I did it in these specific groups for all you who are out there who can’t think of just dropping $900 on a full set of five 4TB drives– like me. The joy of the Drobo is that you can build the storage as you need to. With that in mind for you, I started with two affordable, standard issue, 1TB 7200RPM drives from Seagate. If you have a little bit more money to spend on storage initially, I’d recommend jumping to a NAS drive for reliability, or a gaming/performance hard drive for speed. I tested it with the two 3TB Western Digital RED drives that I chose specifically for longevity instead of performance– after all, this drive is to help you keep your data with the long term in mind. Finally, I combined all the drives and added another 1TB drive I had removed from an old external hard drive enclosure, which turned out to be another Seagate. I’m sure that many of you have accumulated quite a few external hard drives over the years. Adding them into a Drobo is a great way to repurpose those drives.

My Test Machine

  • 2016 MacBook with Retina Display
  • 1.3Ghz Intel m7 processor
  • 8GB RAM
  • Turbo Boost disabled
  • Anker USB-C 3.1 cable

 

I wanted to provide an idea of base performance that one would expect from a setup with one of the slowest possible USB-C laptops. So, for the sake of this benchmark, I disabled Turbo Boost on this Mac, allowing it to only run at a steady 1.3GHz, and connected the Drobo 5C to the MacBook via a USB-C 3.1 cable from Anker that I got off Amazon for $15. Other USB-C cables may only be USB 2.0, so be aware when you purchase one. If you install one of those in for the Drobo or have a processor that’s faster than what I’m using, I’m sure you’ll get a pretty good performance jump.

I tend to do a lot of synthetic benchmarking with two different programs that have been used over the years. Blackmagic Design’s Disk Speed Test, and another one called Quick Bench. In case people were are wondering about settings, I used a 5GB stress test to see the max bandwidth we can get from the device. in Quick Bench, I chose an extended test that reads and writes files in different file size increments, from 20MB to 100MB, and then had the software repeat itself 10 times to get an average for the final results.

Performance with two 1TB Seagate 7200 RPM drives

I started off with the basics, two everyday Seagate drives.
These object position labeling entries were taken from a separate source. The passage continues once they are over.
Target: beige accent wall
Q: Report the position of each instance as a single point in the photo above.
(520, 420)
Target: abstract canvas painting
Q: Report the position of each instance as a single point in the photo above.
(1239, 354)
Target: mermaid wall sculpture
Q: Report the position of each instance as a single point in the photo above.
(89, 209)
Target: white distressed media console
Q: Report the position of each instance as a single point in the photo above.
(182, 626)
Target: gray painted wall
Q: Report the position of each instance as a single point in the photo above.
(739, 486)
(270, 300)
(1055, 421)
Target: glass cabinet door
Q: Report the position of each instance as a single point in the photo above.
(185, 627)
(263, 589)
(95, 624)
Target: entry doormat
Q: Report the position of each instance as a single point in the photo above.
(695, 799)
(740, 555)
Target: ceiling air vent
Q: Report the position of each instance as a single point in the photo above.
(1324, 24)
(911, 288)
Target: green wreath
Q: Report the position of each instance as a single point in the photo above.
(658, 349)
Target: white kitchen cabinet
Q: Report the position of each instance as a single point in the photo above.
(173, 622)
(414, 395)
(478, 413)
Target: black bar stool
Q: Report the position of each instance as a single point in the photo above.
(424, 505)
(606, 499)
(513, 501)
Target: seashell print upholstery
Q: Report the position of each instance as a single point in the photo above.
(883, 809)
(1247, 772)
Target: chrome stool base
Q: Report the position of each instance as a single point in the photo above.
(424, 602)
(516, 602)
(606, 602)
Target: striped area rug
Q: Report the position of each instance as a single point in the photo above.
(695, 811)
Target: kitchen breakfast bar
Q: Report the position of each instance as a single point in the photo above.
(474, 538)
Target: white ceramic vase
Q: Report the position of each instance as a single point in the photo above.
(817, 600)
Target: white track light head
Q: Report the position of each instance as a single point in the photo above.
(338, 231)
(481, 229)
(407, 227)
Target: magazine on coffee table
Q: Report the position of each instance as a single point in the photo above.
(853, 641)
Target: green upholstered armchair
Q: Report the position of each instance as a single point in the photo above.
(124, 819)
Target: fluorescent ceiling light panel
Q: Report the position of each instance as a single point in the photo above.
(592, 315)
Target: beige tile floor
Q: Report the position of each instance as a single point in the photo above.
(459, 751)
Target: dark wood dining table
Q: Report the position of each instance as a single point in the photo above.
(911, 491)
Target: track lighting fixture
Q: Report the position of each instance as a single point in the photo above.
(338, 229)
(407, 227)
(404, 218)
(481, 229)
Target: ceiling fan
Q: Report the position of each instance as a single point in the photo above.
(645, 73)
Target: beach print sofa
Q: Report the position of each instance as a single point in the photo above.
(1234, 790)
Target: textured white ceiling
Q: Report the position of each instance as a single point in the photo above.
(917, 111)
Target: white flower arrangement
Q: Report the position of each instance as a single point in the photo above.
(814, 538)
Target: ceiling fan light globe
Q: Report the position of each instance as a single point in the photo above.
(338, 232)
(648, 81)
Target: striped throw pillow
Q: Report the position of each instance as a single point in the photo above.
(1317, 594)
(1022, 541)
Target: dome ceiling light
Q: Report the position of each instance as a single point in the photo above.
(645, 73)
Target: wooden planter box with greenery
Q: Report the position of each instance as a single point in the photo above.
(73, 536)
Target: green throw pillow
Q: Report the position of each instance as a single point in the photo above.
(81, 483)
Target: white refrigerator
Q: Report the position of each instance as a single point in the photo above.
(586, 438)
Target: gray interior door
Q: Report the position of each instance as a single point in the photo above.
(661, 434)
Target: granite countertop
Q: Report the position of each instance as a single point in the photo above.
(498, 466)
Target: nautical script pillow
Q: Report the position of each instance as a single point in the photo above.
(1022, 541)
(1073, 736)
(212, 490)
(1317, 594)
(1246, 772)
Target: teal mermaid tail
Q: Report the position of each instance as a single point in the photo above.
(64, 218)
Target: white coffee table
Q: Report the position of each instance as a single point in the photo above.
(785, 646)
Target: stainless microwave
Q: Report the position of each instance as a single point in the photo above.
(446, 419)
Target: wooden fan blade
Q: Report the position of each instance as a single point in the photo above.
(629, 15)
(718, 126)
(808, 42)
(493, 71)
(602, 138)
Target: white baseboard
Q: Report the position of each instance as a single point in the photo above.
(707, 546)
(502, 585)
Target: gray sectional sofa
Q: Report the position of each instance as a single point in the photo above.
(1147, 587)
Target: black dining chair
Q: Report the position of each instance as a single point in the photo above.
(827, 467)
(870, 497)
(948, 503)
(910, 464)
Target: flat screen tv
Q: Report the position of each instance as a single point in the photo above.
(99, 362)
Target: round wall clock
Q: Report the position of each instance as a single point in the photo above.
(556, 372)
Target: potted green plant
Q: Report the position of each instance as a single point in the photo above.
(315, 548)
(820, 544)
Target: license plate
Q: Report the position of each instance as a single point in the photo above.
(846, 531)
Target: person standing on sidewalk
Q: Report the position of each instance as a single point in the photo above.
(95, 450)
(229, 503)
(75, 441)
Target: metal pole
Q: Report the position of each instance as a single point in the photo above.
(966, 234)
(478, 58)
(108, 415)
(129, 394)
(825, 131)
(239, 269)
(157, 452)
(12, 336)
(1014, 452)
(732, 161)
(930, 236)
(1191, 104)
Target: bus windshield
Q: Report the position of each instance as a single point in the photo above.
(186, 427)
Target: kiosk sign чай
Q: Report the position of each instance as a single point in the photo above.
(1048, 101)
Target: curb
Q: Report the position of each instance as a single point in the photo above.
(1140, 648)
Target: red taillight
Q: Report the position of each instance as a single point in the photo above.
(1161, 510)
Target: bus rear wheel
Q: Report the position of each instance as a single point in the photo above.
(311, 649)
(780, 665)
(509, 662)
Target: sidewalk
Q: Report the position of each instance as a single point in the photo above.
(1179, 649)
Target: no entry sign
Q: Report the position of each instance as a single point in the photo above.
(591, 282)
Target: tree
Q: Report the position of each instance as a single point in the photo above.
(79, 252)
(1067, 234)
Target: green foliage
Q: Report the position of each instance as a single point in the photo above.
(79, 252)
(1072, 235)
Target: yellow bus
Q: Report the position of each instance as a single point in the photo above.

These are just standard drives that everyone can pick up for roughly $47 each or so at B&H. These are just great starter drives, so I figured I’d test them out as an example of a starting point for people out there.

drobo-5c-seagate

seagate

 

Performance with two 3TB Western Digital RED drives

These made-for-NAS drives are drives that are meant to be running for a long time. They’re not technically the fastest performing drives but they provide a good amount of performance and durabiity over the long run, while saving some power and running quietly and efficiently.

drobo-5c-wd-red

wd-red

Performance with the combination of all the drives

Over time, you’ll eventually fill up the Drobo 5C slots with hard drives that you’ll need. With mismatched drives, I wanted to see how the performance would be affected.

drobo-5c-combodrives

combo

 

Analysis

To me, the performance of this Drobo isn’t surprising to me, as my Drobo 5D also performed similarly as I started off with it. It’s been a great simple box to play with. I’d expect it to work as well as my 5D as time goes on. Drobo recommends that for the best performance, have all 5 drives in. The benchmarks clearly show a drastic improvement in write speeds with all 5 drives in compared to just 2.

There’s are differences between the two brands of drives that were running. In a real world scenario, I personally doubt that anyone would really see a difference in transfer times between these two brands drives. They aren’t specialized performance drives, but at least you can expect at least this much speed out of it– which is more than enough for offloading and holding your images in Lightroom like I do.

The Drobo 5C, with a nice budget entry level price of $349, does miss out on one feature that I enjoy from the 5D, which is the mSATA accelerator card–used as hot cache for all the transfers back and forth. The 5D can be had for $599, which has both two Thunderbolt ports and USB 3.0 connectivity as well.